R data.table symbols and operators you should know

[ad_1]

R data.table code becomes more efficient — and elegant — when you take advantage of its special symbols and functions. With that in mind, we’ll look at some special ways to subset, count, and create new columns.

For this demo, I’m going to use data from the 2019 Stack Overflow developers survey, with about 90,000 responses. If you want to follow along, you can download the data from Stack Overflow.

[youtube https://www.youtube.com/watch?v=x6ufCO7H9pY]

If the data.table package is not installed on your system, install it from CRAN and then load it as usual with library(data.table). To start, you may want to read in just the first few rows of the data set to make it easier to examine the data structure. You can do that with with data.table’s fread() function and the nrows argument. I’ll read in 10 rows:

data_sample <- fread("data/survey_results_public.csv", nrows = 10)
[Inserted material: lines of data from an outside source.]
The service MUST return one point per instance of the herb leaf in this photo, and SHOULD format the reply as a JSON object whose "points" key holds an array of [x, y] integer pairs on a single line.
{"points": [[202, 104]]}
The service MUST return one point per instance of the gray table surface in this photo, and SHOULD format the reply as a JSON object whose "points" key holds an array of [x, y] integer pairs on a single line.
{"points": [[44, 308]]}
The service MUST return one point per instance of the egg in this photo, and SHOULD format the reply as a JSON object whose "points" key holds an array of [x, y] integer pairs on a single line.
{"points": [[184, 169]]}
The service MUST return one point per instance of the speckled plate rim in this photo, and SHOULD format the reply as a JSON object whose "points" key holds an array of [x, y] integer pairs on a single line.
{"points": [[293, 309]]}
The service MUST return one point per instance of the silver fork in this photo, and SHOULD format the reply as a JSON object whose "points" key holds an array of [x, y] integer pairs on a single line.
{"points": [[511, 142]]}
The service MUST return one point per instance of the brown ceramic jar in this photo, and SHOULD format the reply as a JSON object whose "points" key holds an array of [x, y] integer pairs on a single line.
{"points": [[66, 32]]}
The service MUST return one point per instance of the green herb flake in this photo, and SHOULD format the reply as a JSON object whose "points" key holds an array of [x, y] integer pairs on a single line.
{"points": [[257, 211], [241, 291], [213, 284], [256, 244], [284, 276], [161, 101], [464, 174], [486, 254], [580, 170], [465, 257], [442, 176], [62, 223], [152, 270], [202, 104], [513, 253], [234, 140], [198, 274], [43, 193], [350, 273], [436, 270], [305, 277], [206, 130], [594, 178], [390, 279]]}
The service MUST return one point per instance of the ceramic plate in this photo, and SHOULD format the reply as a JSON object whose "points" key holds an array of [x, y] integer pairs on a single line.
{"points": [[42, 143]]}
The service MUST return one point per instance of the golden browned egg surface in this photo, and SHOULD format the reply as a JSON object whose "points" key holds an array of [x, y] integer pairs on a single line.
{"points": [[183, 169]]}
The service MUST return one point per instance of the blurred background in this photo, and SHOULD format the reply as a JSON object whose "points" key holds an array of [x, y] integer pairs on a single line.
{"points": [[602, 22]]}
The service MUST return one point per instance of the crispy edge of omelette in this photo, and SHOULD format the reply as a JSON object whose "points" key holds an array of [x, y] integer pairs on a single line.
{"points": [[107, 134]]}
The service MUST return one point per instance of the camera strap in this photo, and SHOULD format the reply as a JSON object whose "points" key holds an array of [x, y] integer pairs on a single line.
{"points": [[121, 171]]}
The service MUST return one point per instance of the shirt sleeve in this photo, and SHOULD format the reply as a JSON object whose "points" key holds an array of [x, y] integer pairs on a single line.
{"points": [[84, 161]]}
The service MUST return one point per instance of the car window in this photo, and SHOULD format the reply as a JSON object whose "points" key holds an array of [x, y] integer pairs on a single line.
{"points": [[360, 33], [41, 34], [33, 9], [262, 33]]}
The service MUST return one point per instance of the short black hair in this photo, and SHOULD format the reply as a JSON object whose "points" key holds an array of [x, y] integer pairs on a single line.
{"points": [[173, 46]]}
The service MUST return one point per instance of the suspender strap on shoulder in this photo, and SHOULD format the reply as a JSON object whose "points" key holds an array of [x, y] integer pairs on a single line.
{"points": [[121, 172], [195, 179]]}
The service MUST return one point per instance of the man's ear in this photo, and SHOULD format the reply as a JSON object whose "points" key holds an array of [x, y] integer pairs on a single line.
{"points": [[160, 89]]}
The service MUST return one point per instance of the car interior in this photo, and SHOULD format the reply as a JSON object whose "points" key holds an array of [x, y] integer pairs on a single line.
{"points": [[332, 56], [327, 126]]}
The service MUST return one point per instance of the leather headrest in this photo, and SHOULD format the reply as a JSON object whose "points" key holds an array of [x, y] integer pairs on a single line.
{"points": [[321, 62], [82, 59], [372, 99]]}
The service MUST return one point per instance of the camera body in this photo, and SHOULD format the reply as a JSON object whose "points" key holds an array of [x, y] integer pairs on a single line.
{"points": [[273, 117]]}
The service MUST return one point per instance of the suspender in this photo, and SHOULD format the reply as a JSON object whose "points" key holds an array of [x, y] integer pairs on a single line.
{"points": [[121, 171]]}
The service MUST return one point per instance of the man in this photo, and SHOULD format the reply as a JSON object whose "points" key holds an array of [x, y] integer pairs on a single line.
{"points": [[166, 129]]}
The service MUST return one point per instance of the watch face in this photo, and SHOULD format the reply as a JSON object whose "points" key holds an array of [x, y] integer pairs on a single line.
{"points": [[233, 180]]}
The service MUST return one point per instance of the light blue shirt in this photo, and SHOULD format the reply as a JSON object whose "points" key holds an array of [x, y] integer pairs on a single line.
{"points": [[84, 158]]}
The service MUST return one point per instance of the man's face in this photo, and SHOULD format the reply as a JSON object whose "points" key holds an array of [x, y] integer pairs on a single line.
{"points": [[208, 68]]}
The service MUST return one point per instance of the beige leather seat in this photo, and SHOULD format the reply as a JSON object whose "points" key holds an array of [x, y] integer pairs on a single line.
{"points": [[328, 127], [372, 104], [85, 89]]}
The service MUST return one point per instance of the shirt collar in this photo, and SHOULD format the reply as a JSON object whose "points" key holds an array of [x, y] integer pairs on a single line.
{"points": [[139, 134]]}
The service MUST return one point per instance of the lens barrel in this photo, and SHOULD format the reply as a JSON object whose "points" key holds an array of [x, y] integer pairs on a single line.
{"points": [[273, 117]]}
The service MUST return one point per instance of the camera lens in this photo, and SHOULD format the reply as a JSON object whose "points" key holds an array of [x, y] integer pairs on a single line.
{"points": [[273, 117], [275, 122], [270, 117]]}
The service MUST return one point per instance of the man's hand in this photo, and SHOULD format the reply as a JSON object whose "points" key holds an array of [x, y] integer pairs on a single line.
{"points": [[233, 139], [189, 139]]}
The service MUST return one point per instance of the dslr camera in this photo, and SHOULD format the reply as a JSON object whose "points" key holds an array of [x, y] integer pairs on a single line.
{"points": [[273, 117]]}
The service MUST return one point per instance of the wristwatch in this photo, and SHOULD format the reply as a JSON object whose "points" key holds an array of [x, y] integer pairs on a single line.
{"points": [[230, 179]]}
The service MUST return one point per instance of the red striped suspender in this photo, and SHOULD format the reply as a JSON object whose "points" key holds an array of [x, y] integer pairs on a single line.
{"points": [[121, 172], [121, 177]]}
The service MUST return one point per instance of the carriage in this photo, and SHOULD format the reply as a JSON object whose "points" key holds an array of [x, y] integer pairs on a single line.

As you’ll see, there are 85 columns to examine. (If you want to know what all the columns mean, there are files in the download with the data schema and a PDF of the original survey.) 

To read in all the data,  I’ll use:

mydt <- fread("data/survey_results_public.csv")

Next, I’ll create a new data.table with just a few columns to make it easier to work with and see results. A reminder that data.table uses this basic syntax: 

mydt[i, j, by]

The data.table package introduction says to read this as “take dt, subset or reorder rows using i, calculate j, grouped by by.” Keep in mind that i and j are similar to base R’s bracket ordering: rows first, columns second. So i is for operations you’d do on rows (choosing rows based on row numbers or conditions); j is what you’d do with columns (select columns or create new columns from calculations). However, note also that you can do a lot more inside data.table brackets than a base R data frame. And the “by” section is new to data.table.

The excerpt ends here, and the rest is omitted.